3-year-old Randa starves as Yemen aid dries up

Crying and struggling to breathe, three-year-old Randa sits on a metal bed in a tent in northwest Yemen's Hajjah province, her weight similar to that of a healthy newborn.

Like millions across the war-torn country, and hundreds of children in the province, Randa is hungry.

She suffers from severe acute malnutrition, exacerbated by the desperate conditions at the Al-Khudash displacement camp she and her parents call home.

A seven-year-long civil war between pro-government forces and Huthi rebels has pushed the country to the brink of famine.

Hundreds of thousands are estimated to have died and millions have been displaced in what the United Nations calls the world's worst humanitarian crisis.

It has repeatedly warned that aid agencies are running out of funds, forcing them to slash "life-saving" programmes.

The UN last year appealed for $3.85 billion to pay for urgently needed aid, but just $1.7 billion was offered at a virtual pledging conference.

Randa, who now weighs just four kilograms (under nine pounds), is among those paying the price.

"Medicine has not helped her," her mother, Saleha Nasser, told AFP.

Clinics have directed the family to a hospital in the capital Sanaa, some 150 kilometres (90 miles) southeast, "but we don't have the money to take her", Nasser said.

'NO FOOD AT ALL'

More than 2,600 families live in extreme poverty in makeshift tents -- some without roofs -- in the barren Al-Khudash camp as the conflict hampers much-needed aid deliveries.

Hundreds of children like Randa suffer from severe acute malnutrition in displacement camps in Hajjah as fighting rages, said Ali al-Ashwal, head of a local hospital.

"We sometimes receive more than 300 cases in one month, and those are just the ones that were able to make it to hospital," he told AFP.

At the facility, emaciated children lie on beds covered in purple sheets in a specially designated room.
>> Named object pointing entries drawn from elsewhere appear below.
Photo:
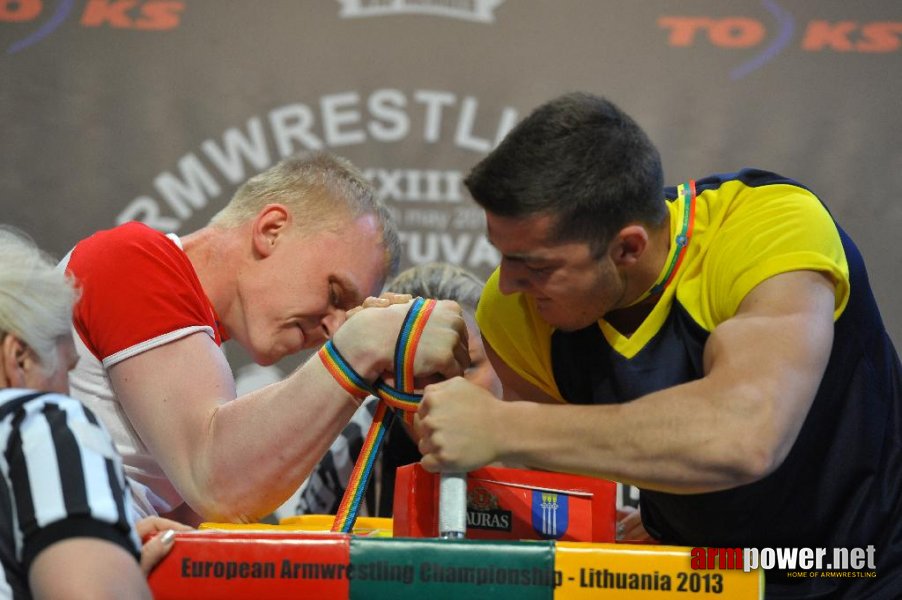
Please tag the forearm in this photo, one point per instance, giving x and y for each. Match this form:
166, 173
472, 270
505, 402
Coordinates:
261, 446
Many are crying and unable to sleep.

There are 20 beds, and all are occupied.

"Nearly two-thirds of major UN aid programmes had already scaled back or closed altogether" by the end of January, Martin Griffiths, the UN's under-secretary-general for humanitarian affairs, told the Security Council this week.

The UN's World Food Programme in December reduced food rations for eight million people, and Griffiths warned that from next month those people "may get no food at all -- or just a reduced ration".
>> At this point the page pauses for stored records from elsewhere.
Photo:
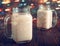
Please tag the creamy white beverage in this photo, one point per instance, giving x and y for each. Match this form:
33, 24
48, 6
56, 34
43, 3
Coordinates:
44, 19
21, 27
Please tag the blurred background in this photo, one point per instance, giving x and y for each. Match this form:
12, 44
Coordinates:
49, 37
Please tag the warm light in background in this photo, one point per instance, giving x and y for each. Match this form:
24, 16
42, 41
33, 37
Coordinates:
54, 0
5, 1
16, 0
0, 10
8, 9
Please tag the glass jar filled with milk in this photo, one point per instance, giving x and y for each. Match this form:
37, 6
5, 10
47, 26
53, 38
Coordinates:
46, 17
21, 24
"In March, we may also have to cancel most UN humanitarian flights in Yemen, which would cause enormous problems for the aid operation," he added.

'DEATH SENTENCE'

The years of conflict, economic collapse and the coronavirus pandemic have devastated Yemen, which was already the Arabian Peninsula's poorest country.

The UN said last year that an estimated 16.2 million people were acutely food insecure, and projected that nearly 2.3 million children under the age of five would suffer from acute malnutrition.

Some 400,000 of those children could die if they do not receive urgent humanitarian assistance, it had said.

"Looming disruptions to water and sanitation services -- again for want of funds -- could soon deprive 3.6 million people of safe drinking water, putting them, and especially children under five, at greater risk of deadly diseases," Griffiths said this week.

Battles between the warring sides have intensified in recent months, with the conflict showing no signs of abating.

The UN said that over 650 civilian casualties were reported in January, with an average of 21 people killed or wounded per day -- the highest toll in at least three years.

"The war is finding people in their homes, schools, mosques, hospitals and other places where civilians should be protected," said Griffiths.

"If these gaps (in funding) aren't addressed, it will simply be a death sentence for people whose coping mechanisms in some cases are completely exhausted and who rely on assistance for their survival," he added.